Failure modes and trade-offs

• Cavitation erosion. The defining wear mechanism, attacking blade tips and the draft-tube cone. Managed by runner setting, stainless cladding, polishing, and aeration; repaired by weld build-up and re-grinding on a regular maintenance cycle.
• Hub-servomotor oil leakage. The blade-pitch mechanism is a hydraulic actuator inside the submerged hub, fed with oil through the shaft. A failed hub seal leaks oil into the river — an environmental as well as mechanical failure — and modern designs increasingly use water-glycol or self-lubricating bushings to eliminate the oil entirely.
• Draft-tube surge (vortex rope). At part-load the residual swirl in the draft tube organises into a precessing corkscrew vortex that imposes a low-frequency pressure pulsation. It can resonate with the waterway and shake the structure. Air injection and fin baffles in the draft tube damp it.
• Blade-root fatigue. Each blade is a cantilever loaded by the full hydraulic thrust, cycling as it passes the guide-vane wakes. The blade-to-hub trunnion is the highest-stress region and is the classic fatigue-crack initiation site; it is designed to a conservative stress amplitude and inspected periodically.
• Combinator-curve drift. If the programmed blade-versus-gate relationship is mis-tuned, the machine runs slightly off its optimal incidence everywhere, quietly bleeding a percent or two of efficiency that is hard to spot without index testing.
• Fish and debris. A slow-turning open propeller is comparatively fish-friendly, but trash racks and debris strikes still nick blade leading edges and seed local cavitation; minimum-gap and "fish-friendly" runner designs trade a little efficiency for lower fish mortality.
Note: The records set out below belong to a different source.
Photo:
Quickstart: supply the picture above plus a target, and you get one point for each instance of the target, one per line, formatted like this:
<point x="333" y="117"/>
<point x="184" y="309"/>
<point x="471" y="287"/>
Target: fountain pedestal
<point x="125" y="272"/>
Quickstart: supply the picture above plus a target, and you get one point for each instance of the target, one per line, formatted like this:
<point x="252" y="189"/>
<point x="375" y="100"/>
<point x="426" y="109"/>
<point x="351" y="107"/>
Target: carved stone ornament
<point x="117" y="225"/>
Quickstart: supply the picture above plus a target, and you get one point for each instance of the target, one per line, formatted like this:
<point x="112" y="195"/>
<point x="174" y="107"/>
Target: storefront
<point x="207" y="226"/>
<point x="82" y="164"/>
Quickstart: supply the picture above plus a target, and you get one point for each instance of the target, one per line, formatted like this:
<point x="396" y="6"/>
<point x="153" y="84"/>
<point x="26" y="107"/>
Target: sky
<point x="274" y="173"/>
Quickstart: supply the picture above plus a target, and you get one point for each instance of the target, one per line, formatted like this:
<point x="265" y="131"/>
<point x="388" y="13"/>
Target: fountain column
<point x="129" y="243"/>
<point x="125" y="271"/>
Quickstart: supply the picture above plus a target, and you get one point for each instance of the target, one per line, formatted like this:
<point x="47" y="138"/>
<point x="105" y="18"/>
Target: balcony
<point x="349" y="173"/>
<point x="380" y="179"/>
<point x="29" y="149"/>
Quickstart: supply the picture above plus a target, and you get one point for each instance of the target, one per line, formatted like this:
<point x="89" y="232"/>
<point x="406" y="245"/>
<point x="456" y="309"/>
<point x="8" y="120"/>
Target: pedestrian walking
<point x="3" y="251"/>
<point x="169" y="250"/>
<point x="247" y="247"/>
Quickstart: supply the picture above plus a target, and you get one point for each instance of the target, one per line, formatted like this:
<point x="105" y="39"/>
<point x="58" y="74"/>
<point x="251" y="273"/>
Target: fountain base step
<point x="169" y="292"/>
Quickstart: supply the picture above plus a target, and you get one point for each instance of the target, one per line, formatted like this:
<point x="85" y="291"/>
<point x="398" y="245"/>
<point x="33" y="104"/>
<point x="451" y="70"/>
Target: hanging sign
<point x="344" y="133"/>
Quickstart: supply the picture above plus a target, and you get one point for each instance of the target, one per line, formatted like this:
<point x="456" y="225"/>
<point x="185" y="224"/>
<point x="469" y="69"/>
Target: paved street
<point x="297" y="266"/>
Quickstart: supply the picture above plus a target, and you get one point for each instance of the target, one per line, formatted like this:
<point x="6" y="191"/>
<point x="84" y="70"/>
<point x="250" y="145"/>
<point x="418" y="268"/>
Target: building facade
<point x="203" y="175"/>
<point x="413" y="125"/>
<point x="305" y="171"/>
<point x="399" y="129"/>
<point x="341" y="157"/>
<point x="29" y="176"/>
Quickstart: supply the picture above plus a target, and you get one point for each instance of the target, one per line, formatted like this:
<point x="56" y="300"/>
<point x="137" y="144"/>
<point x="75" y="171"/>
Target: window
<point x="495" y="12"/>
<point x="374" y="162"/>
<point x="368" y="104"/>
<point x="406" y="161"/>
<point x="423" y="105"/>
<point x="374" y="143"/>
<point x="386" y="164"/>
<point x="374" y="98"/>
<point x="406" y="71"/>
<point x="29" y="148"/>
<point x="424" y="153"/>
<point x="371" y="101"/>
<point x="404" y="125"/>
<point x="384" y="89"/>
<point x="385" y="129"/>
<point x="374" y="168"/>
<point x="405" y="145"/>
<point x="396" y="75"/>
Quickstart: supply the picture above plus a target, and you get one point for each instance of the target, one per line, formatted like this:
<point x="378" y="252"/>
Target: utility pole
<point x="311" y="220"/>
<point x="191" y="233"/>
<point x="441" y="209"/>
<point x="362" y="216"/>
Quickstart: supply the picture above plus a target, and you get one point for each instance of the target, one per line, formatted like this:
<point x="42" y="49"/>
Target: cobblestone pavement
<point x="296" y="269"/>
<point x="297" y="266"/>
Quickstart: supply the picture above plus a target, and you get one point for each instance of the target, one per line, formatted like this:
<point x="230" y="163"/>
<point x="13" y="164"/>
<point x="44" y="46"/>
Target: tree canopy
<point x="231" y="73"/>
Common pitfalls when specifying a Kaplan installation

• Setting the runner too high. Saving on civil excavation by raising the runner relative to tailwater drops the cavitation number below critical and guarantees blade erosion. Set it to the sigma the model tests demand, not to the cheapest concrete.
• Choosing a fixed propeller to save money. Justified only when flow is genuinely steady. On any variable-flow river the lost annual energy from the collapsing part-load efficiency dwarfs the saving on the pivoting hub within a few years.
• Neglecting the draft tube. On low head the draft tube is a large fraction of the total energy recovery. A poorly shaped or under-sized draft tube can cost more head than any runner refinement can recover.
• Mis-tuning the combinator. Commission with index testing (relative efficiency measurement) to set the true optimal blade-versus-gate curve, not the factory default; the optimum shifts with the as-built head and tailwater.
• Ignoring part-load surge. If the plant will routinely run at 40 to 60 percent load, design the draft-tube aeration in from the start rather than retrofitting after the powerhouse starts vibrating.